The dances are performed in front of houses of those who invite them as per their religious vows. While performing Dhulidanda, the Danduas start the performance in morning. As per a ritual, they endure the pain of sleeping on sand under the scorching sun. During sunset, they take a dip in ponds and remain there for more than an hour. The last and crucial phase, ‘agni danda,’ starts at midnight during which goddess Kali and Lord Shiva are worshipped together. While a group consists of 30 to 800 danduas, each of these is controlled by a person who is known as ‘Patta Dandua (Bhukta)’. He confines himself to the temple of Kali and comes out on Visuva Sankranti, the day after the last rituals are performed by his group.
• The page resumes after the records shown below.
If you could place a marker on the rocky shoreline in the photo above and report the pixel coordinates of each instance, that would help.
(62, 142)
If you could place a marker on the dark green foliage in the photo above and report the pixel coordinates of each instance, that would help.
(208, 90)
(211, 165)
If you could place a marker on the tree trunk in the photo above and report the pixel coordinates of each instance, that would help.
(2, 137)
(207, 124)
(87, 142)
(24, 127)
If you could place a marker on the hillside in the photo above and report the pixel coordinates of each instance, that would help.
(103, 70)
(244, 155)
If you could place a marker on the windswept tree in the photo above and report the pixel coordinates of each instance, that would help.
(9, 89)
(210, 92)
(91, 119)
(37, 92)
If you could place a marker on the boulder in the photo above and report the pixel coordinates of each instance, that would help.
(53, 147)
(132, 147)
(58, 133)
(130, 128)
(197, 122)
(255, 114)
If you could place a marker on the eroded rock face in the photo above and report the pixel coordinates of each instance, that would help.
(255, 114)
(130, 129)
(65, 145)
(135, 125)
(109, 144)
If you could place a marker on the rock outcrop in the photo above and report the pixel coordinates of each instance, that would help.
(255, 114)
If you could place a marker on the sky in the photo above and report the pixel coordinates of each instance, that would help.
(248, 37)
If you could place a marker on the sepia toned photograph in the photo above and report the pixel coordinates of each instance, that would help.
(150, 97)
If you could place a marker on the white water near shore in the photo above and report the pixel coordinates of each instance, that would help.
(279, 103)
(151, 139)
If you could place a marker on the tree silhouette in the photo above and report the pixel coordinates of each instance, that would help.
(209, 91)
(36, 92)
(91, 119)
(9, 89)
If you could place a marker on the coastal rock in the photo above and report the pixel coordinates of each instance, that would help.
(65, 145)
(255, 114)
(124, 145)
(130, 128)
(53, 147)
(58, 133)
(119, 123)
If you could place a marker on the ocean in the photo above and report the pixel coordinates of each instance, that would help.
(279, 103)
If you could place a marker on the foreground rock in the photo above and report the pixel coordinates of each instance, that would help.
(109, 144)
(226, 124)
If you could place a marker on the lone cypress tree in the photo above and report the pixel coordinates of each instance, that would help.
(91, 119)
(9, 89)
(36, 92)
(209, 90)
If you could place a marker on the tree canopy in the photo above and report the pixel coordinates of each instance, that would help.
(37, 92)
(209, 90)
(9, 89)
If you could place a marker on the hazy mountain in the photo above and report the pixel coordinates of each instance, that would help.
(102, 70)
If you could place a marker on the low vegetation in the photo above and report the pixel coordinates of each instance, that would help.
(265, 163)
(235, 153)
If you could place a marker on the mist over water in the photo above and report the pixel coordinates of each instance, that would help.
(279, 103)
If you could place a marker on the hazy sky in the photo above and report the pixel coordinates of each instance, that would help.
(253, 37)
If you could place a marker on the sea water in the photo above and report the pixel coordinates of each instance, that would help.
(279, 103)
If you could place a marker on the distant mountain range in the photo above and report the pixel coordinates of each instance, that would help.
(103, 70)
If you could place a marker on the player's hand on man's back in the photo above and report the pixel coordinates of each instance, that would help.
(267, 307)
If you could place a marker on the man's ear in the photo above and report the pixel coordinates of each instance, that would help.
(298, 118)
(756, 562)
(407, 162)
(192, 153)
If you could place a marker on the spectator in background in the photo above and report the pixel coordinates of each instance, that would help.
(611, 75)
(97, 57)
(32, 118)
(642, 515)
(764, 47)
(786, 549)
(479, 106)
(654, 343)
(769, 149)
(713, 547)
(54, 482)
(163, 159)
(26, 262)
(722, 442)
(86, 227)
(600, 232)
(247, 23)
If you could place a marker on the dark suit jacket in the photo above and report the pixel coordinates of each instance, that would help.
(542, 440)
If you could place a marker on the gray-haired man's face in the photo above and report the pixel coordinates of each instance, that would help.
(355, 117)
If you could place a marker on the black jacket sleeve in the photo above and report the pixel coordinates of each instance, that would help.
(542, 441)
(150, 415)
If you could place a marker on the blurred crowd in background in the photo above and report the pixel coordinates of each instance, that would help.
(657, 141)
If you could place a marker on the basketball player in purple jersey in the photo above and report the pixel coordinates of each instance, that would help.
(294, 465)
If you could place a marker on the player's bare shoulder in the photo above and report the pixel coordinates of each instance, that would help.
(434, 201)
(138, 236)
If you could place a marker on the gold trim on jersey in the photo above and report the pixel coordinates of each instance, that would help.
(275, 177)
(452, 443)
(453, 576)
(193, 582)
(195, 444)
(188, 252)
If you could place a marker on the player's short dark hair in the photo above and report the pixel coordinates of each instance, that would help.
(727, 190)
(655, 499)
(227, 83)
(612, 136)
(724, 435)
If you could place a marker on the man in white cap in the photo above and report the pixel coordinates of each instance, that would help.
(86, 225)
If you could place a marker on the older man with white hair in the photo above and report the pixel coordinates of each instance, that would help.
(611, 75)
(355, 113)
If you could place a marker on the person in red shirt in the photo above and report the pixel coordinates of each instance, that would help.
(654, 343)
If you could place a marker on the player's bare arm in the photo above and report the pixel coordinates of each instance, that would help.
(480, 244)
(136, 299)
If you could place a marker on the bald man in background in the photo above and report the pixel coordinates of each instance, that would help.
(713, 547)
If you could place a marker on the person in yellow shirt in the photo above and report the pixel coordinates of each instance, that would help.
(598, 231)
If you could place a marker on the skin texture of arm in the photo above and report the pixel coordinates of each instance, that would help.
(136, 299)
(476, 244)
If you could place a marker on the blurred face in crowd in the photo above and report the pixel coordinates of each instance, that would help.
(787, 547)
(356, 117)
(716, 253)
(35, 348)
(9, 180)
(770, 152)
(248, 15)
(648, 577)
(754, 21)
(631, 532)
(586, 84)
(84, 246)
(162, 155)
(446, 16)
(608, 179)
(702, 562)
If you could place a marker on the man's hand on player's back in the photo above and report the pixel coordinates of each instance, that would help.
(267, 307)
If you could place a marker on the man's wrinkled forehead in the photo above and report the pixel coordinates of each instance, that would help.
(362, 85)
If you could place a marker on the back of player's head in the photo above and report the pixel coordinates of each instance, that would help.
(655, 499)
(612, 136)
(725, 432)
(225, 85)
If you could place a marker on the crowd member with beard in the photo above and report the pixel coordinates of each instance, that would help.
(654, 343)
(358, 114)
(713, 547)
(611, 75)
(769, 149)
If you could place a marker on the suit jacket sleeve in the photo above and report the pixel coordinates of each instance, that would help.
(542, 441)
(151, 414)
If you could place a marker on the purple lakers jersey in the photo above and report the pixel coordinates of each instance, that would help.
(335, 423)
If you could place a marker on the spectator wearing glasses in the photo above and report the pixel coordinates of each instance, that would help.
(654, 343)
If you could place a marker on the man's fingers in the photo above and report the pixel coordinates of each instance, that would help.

Bhukuta plays the most crucial role in the act. He hangs himself upside down over a fire pit near a Kali temple till a few drops of blood ooze from his nose and fall into the fire pit in the presence of thousands of devotees.These Dandua groups, who walk forming a single row, never hesitate to cover miles together to perform the dance. Currently, they are taking assistance of some opera artistes to entertain the people and provide them relief from looking at shocking rituals. However, the artistes are free from the restriction and rituals. The Danduas spend all their income for development or construction of Kali temple. The Dandua groups consist of persons from various sections of the society. They generally undertake the ordeal to get their wishes fulfilled.